Devem ter perguntado porquê coloquei pontos de interrogação à frente de algumas palavras no texto acima. A razão prende-se com a interpretação que fazemos delas. Ao longo dos anos vi inúmeros documentários e estudos sobre esta temática. Alguns deles, à semelhança deste programa da Oprah, colocaram-se na "perspectiva" do violador, dentro da mente deste. E se estas pessoas forem doentes? Existe cura? - estas foram as questões que, por anos, colocoram em conflicto alguns psiquiatras e outros entendidos na matéria. Alguns defendiam que o violador era, de uma certa forma, vítima deste "distúrbio mental" e que, se descoberta a causa, o "problema" podia ser irradicado e o indivíduo regressaria à sociedade totalmente recuperado. Essa era a questão: recuperar o indivíduo. Este seria capaz de deixar de desejar ter sexo com crianças e conviver perto delas com naturalidade. Este era o objectivo de muitos psiquiatras que estudavam casos destes.

Intuitivamente, não me pareceu que isto fosse possível. Sou entusiasta, gosto de dar uma oportunidade a todas as ideias mas, assassinos e violadores e a regeneração... verdade ou utopia? Ouvi tudo o que tinham a dizer nesses documentários e acho que é um erro encarar o desejo de ter sexo com crianças uma doença. Não é doença. É normalidade. Para eles, é normalidade.
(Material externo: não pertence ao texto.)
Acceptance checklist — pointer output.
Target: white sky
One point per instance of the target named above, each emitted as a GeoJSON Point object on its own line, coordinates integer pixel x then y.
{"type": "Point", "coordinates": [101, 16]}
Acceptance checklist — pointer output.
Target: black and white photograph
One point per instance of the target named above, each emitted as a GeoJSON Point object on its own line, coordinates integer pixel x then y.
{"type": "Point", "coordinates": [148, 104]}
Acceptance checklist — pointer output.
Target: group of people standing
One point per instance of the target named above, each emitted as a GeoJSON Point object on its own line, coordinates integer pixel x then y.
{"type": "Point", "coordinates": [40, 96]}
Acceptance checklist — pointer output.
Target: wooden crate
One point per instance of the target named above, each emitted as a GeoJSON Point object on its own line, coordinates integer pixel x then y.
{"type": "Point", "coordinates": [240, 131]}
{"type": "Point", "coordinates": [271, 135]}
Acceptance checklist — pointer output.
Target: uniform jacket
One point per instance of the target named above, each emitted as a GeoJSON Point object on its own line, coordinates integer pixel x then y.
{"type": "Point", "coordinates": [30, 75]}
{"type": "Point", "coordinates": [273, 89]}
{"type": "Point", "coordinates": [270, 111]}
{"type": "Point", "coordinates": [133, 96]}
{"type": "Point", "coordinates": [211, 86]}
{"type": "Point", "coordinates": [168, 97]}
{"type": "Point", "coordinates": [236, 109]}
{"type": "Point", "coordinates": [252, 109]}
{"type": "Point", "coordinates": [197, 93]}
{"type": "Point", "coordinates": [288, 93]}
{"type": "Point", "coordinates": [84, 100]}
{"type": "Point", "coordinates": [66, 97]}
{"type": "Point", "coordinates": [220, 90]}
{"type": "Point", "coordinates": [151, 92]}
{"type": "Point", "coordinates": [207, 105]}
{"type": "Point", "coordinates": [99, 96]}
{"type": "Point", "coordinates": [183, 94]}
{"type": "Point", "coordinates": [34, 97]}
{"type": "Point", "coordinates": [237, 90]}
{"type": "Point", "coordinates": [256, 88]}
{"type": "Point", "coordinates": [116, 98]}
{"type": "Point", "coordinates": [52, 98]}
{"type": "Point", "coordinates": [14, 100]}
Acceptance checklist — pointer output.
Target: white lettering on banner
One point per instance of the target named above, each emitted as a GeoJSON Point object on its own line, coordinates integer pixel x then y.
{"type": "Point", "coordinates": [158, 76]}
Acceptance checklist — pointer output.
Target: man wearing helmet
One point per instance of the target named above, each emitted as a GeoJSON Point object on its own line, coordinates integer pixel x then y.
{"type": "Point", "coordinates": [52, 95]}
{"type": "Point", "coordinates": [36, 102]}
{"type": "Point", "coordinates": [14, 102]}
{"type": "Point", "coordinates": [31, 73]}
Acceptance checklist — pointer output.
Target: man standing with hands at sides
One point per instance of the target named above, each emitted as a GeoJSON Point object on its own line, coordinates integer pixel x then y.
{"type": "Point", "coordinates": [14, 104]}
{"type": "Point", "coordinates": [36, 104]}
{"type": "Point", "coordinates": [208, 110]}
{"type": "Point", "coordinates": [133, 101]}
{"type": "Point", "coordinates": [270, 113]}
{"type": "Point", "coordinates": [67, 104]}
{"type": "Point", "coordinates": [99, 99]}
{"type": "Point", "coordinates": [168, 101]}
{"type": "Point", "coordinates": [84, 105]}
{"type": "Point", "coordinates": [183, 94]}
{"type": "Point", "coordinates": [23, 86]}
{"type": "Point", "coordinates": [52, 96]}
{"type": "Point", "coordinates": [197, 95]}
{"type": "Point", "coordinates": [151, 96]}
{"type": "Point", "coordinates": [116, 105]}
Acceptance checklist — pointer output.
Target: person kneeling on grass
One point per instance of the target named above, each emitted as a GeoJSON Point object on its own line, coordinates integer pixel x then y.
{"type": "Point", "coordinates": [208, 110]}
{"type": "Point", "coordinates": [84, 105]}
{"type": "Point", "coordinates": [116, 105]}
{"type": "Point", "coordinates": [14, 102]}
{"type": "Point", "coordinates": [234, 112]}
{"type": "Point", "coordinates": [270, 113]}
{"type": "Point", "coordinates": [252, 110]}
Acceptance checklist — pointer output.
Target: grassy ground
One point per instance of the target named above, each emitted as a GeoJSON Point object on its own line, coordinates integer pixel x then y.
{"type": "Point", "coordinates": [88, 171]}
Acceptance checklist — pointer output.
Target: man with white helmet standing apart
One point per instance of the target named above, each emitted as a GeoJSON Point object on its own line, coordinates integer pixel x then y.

Não conseguem não ter esses impulsos. Assim como quem nasce homossexual não consegue não ter esse impulso, o mesmo acontece para a pedofilia. É uma perspectiva que faz sentido. Não é doença ser homossexual e é um comportamento aceitável em sociedade, que implica apenas amor entre pessoas do mesmo género. O que se passa no cérebro do pedófilo é que ele só se sente sexualmente atraído por crianças. Estas não se sentem sexualmente atraídas por ninguém. São vulneráveis, indivíduos ainda em crescimento, que não sabem o que lhes está a acontecer e não têm escolha. É algo que lhes acontece, algo que lhes é feito. E é aqui que se entra na violação dos direitos. Bebés, crianças e adolescentes são vítimas de um "jogo predador" ou simplesmente de um impulso oportuno.

Não estou a defender a pedofilia nem os pedófilos. Apenas acho que o conceito de "doença" deve ser irradicado, porque induz a erro, desculpabiliza o criminoso(?) e implica a existência de uma cura. Assim como não acredito que quem nasce homossexual deixe de o ser, não acredito que quem nasce pedófilo deixe de o ser. São inclinações sexuais, assim como a bestialidade. Por esta razão, a abordagem que fazemos do assunto deve ser outra. Curas? Tratamentos atenuantes, talvez existam e sejam eficazes. Mas duvido que um indivíduo que deseje crianças sexualmente possa inverter a situação. O que acontece é que tem de se incutir estilos de vida e consciencializar e supervisionar. Quem nasce pedófilo deve perceber que nasce com uma condição inaceitável na sociedade, que lhe é normal, mas que não tem o direito de levar adiante. Porque é criminosa, tanto quanto é o acto de tirar a vida a alguém intencionalmente. Tem de encarar-se como se fosse um indivíduo que nasce mortalmente alérgico ao glúten. Se tocar em algo com glúten, morre. "Fruto" proibido para sempre.